The on-site farm manager’s wife, Nataka Crayton, says it best: “From the ground up, many have made this possible, and many more hands will make this grow and blossom. This place today goes from a historic farm to being a 21st-century modern farm.”
What was the most challenging part of this project?
There’s always risk in projects where the economics don’t make sense and, for all that the Fowler Clark Epstein Farm presented a compelling case for preservation, HBI purchased it in 2015 without a clear plan, knowing that it would require a lot of fundraising and hard work.
Funding deficits aside, once we entered into an understanding with the Urban Farming Institute, the Trust for Public Land, and North Bennet Street School, many challenges emerged during project planning. First, this 18th-century site also had a 20th-century history as the home of an architectural salvage professional who, over time, incorporated architectural elements from other historic buildings into this one, and built new landscape features with some of these elements. The Massachusetts Historical Commission and the National Park Service required rigorous inventories and research on each of these elements before approving changes to buildings or landscape, so that the project would present the full span of its 230-year history.
Planning a farm with public/commercial uses in it required several expensive adaptations to 21st-century code requirements, including steel structure inserted into both historic buildings, new comprehensive water systems throughout the landscape, and plans for water management and energy conservation. These presented us with good learning opportunities, but each brought with it unanticipated expenses that constantly altered the project budget.
The multi-disciplinary nature of this project’s team led to inherently complicated debates between preservation interests and those of our partners in open space and farming, about which preservation treatments were really necessary, and how to manage the interface between topics like farm bed design and archeology. The debates were always interesting and choices never simple.
After HBI obtained ownership of the site, how did tackling the issue of food access become the focus of the site, and how did the various project partners become involved to achieve this goal?
For historic preservation projects, having a financially sustainable end-use for a property’s rehabilitation is most important, and that was not immediately obvious when HBI acquired the property. We figured a worst case: the farm’s house and barn could become housing units and perhaps we could build some new housing on the of the surrounding land. It was HBI’s board of directors that pushed back and asked that we try to find other options since the relationship of the buildings to the surrounding parcel still exhibited rural qualities that were unique and could be lost by allowing for new construction on site. But in that debate, one member of the board wondered, “Who’s going to mow all that lawn?,” a question that prompted us to talk with several organizations in Boston’s very active farming and community garden network, and it’s there that we eventually met the Urban Farming Institute. UFI’s Executive Director, Pat Spence, had grown up nearby and remembered this property in its better days. She saw its potential to serve UFI’s programs, but she also knew immediately that its location could really reach communities of color in neighborhoods with the greatest need for UFI’s work—particularly its health and food goals.

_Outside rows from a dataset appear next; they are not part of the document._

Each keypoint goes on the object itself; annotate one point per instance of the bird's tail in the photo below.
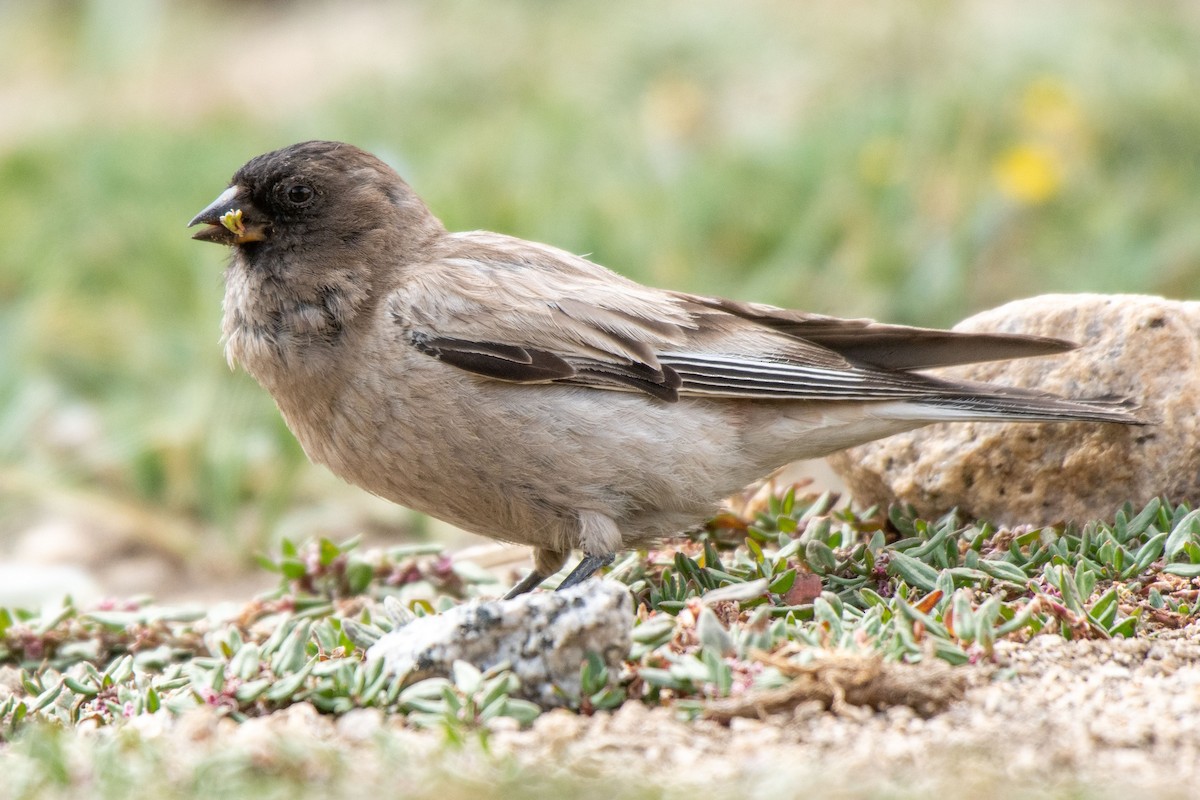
(984, 402)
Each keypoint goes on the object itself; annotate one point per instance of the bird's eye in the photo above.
(299, 194)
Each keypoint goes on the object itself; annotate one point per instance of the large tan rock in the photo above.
(1133, 346)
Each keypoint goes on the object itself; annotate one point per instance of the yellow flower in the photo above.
(1027, 173)
(1049, 108)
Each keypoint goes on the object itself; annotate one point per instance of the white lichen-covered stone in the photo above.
(545, 638)
(1143, 348)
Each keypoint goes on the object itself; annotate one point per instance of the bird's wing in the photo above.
(525, 313)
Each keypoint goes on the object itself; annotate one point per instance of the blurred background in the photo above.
(911, 162)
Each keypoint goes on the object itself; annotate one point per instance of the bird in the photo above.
(529, 395)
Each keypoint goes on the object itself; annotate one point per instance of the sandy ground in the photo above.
(1047, 719)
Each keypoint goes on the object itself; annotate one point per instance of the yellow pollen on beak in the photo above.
(232, 221)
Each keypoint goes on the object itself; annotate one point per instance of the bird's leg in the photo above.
(585, 570)
(527, 583)
(545, 564)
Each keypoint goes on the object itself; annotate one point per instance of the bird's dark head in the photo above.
(312, 197)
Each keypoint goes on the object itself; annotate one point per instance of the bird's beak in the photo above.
(231, 220)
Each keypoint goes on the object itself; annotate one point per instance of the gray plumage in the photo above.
(529, 395)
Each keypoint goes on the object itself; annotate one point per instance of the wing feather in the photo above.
(515, 311)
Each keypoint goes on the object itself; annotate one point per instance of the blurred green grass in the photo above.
(913, 163)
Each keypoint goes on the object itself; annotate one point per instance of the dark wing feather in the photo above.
(521, 312)
(892, 347)
(491, 360)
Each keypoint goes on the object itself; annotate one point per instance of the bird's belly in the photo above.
(519, 462)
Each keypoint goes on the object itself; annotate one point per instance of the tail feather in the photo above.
(1017, 404)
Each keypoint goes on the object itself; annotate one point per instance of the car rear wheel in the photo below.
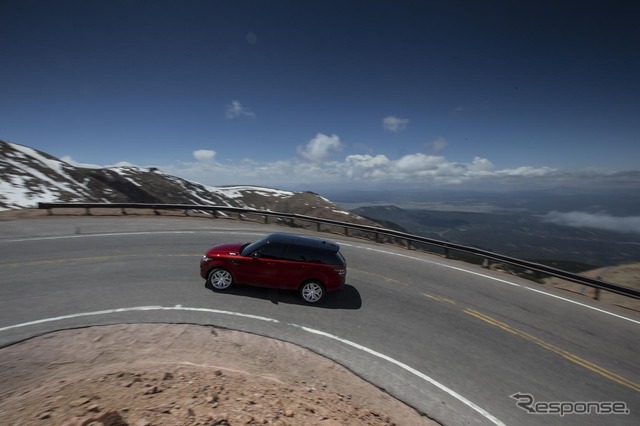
(220, 279)
(312, 291)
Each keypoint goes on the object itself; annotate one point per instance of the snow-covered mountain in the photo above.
(30, 176)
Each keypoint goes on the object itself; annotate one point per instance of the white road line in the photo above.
(456, 268)
(407, 368)
(118, 234)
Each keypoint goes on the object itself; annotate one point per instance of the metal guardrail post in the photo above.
(377, 232)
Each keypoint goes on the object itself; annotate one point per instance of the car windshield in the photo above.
(247, 249)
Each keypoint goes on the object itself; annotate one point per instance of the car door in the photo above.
(262, 267)
(296, 267)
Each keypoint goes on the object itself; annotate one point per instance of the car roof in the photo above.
(300, 240)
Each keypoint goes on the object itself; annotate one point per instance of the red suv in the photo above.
(307, 265)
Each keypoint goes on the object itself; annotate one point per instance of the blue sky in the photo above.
(446, 94)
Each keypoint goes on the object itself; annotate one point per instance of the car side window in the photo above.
(272, 251)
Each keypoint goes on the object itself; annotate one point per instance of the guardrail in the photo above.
(376, 231)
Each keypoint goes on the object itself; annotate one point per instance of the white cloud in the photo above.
(236, 110)
(595, 221)
(317, 162)
(438, 145)
(204, 154)
(320, 148)
(395, 124)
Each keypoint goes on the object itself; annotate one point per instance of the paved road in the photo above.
(450, 339)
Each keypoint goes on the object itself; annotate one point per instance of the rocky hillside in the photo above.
(30, 176)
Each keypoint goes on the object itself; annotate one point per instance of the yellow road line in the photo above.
(439, 298)
(391, 280)
(567, 355)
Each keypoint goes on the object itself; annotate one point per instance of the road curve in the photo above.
(454, 341)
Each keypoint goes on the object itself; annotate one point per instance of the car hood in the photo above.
(226, 248)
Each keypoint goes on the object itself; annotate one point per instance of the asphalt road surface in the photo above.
(455, 341)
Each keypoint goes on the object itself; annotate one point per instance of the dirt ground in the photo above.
(167, 374)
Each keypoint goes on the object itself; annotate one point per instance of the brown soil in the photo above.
(146, 374)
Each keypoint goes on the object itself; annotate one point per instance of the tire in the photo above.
(312, 291)
(220, 279)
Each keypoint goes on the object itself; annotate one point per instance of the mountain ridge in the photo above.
(30, 176)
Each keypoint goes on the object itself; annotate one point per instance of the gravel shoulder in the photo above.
(168, 374)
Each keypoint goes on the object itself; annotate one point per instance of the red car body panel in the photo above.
(268, 272)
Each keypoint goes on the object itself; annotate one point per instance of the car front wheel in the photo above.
(220, 279)
(312, 291)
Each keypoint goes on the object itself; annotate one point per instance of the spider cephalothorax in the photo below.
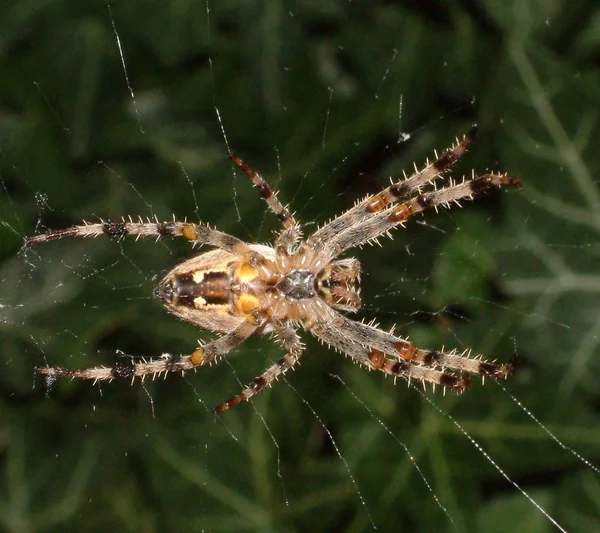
(241, 289)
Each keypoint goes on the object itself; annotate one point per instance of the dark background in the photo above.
(310, 96)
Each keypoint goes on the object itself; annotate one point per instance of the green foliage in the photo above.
(326, 100)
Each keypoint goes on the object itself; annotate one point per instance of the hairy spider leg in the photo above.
(387, 219)
(398, 190)
(197, 233)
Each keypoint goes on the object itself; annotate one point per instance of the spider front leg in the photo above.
(395, 192)
(203, 355)
(370, 346)
(388, 219)
(197, 233)
(290, 235)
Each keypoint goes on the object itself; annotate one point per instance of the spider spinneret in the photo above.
(240, 289)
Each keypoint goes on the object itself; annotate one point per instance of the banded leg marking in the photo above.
(194, 232)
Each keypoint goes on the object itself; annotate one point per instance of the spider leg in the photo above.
(290, 234)
(396, 191)
(370, 346)
(197, 233)
(291, 341)
(261, 382)
(203, 355)
(387, 219)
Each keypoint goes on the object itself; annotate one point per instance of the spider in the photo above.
(239, 289)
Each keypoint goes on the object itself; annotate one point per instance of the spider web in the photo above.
(112, 111)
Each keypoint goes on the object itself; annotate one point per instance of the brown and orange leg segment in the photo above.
(260, 383)
(382, 222)
(197, 233)
(156, 367)
(268, 195)
(396, 191)
(289, 237)
(406, 370)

Can you talk a little bit about how tax credits played a role in the redevelopment of the Fowler Clark Epstein Farm?
HBI, as the owner of the property, treated the Fowler Clark Epstein Farm effort like a real estate development project where, for at least five years (the tax credit compliance period) the Urban Farming Institute would lease the completed farm and thereafter would purchase it for a nominal sum. We invested some of our own cash, obtained conventional debt from a bank that was secured by the rent to be paid by UFI, and utilized both State and Federal Historic Tax Credits.
As you know, it’s often hard to find federal historic tax credit investors for small projects like this one. So we were fortunate that a local developer and members of his family personally agreed to be the federal investor with terms favorable to the project. We were also lucky to have the Massachusetts State Historic Rehabilitation Tax Credits, courtesy of generous allocations from the Massachusetts Historical Commission. Together, these two sources brought roughly $800,000 of capital to the $3.8 million project.

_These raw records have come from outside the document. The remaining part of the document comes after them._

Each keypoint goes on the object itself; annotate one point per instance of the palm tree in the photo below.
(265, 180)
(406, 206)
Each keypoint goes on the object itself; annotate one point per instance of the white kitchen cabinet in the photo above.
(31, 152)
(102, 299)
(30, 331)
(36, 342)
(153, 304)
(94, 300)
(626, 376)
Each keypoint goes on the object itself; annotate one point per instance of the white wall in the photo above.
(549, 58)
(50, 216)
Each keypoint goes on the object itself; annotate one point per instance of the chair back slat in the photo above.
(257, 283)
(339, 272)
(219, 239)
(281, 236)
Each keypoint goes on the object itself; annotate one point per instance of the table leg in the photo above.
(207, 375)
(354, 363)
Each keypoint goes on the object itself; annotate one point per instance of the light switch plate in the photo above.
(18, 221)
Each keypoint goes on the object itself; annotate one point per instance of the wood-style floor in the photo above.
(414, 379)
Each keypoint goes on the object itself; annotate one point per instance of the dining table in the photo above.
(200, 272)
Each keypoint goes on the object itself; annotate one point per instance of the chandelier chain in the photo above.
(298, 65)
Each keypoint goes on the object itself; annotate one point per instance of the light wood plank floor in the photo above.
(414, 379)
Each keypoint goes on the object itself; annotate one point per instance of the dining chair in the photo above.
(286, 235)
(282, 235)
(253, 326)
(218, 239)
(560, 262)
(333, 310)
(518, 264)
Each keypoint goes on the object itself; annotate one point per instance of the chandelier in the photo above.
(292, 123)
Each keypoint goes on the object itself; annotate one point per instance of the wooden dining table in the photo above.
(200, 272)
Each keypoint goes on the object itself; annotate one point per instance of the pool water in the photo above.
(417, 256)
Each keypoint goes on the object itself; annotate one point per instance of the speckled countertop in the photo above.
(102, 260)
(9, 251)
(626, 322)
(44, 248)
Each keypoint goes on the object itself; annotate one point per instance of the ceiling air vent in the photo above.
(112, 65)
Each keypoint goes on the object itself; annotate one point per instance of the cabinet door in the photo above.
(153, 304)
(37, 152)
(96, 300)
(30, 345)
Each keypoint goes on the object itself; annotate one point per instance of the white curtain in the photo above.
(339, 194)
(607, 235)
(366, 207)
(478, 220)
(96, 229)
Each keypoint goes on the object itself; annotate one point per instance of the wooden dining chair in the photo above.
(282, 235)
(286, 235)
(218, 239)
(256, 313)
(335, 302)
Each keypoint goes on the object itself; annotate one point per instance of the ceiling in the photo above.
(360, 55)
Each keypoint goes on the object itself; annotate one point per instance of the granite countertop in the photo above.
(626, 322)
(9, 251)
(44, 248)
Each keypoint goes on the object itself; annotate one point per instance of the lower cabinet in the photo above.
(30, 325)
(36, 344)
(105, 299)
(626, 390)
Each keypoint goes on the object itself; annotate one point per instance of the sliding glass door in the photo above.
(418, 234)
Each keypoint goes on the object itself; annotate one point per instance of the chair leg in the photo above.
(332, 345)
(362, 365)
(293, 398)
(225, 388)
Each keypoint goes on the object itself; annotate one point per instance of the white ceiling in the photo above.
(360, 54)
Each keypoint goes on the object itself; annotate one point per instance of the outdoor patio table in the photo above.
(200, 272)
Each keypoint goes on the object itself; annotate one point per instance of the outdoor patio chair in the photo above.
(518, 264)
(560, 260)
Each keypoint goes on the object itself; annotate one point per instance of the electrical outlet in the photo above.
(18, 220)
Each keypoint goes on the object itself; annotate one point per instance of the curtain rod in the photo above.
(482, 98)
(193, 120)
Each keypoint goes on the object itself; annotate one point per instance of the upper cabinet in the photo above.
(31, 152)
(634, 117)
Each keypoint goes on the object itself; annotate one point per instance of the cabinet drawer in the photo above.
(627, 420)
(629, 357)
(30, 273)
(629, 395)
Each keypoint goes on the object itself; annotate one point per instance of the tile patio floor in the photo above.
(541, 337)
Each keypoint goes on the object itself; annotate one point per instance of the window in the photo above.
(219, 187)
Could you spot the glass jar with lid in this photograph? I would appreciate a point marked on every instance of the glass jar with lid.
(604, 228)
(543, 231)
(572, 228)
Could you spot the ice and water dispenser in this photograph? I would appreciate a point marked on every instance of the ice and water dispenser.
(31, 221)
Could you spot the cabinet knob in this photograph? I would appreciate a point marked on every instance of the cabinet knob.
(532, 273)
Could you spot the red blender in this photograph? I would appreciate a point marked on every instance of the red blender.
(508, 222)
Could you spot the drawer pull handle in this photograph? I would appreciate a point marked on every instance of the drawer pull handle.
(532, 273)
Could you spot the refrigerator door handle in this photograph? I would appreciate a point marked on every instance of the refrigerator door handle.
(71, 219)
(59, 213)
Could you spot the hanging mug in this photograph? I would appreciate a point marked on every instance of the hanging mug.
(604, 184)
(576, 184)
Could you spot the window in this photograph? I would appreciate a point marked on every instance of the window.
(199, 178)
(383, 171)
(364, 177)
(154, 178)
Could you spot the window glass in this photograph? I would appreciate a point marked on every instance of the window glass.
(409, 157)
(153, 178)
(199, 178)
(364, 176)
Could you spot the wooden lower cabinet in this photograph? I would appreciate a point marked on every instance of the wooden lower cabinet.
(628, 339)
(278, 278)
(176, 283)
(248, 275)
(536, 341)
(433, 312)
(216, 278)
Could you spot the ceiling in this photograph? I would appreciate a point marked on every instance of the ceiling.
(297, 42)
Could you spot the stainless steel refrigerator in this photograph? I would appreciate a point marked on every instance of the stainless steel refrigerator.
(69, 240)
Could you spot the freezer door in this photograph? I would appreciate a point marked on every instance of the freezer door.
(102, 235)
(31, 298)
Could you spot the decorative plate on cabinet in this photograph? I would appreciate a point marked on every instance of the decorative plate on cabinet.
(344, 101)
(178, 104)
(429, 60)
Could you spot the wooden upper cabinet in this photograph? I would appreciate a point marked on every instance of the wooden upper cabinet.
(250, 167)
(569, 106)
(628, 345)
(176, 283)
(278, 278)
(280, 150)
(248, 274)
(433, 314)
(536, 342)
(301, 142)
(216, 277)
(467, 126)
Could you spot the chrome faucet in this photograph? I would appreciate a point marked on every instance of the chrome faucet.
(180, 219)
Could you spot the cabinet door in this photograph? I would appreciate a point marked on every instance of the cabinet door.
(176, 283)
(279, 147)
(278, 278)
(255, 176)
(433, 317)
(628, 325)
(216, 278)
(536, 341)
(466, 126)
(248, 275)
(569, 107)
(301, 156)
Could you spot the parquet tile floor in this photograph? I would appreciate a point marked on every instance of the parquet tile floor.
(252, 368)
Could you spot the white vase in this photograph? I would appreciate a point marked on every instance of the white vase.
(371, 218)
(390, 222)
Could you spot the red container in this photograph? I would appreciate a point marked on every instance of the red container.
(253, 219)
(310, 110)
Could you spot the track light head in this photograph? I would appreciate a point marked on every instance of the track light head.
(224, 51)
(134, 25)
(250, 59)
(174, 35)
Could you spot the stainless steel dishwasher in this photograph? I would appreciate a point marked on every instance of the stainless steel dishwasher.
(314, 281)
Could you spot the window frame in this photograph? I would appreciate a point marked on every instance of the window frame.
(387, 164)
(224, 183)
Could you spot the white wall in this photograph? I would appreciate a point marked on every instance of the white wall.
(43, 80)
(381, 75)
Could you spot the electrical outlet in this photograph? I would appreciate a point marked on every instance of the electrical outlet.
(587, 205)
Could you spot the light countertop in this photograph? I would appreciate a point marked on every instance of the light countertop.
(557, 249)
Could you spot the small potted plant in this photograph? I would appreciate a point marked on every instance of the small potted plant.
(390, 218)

What inspires you about this project?
We knew this project had inherent risks, but the end use, the collaboration and the benefits this project would bring to Mattapan really galvanized our partner relationships, the involvement of the City, and contributions of our contractors and donors.
The four nonprofit partners who came together to complete this project leveraged considerable knowledge and skill through a meticulously planned program. We saved each other money by leveraging each organization’s strengths.
Our architect, Perkins + Will, discounted its fee by 50% and challenged all the other service providers to do the same—and they did. Our contractor made a contribution back to the project, and neighborhood businesses also made product donations (construction materials, furniture, etc). We estimate that these savings amounted to roughly $400,000.
Dozens of individuals and foundations made very generous grants to the project, helping us to close the project’s $2 million financing gap. And a Boston family with real estate interests became the Federal Historic Tax Credit investor for this relatively small project.
So, while the farm’s renewal, annual bounty, and community engagement continue to excite all of us who worked on it, it was the project’s collaborations that were most awe-inspiring and meaningful.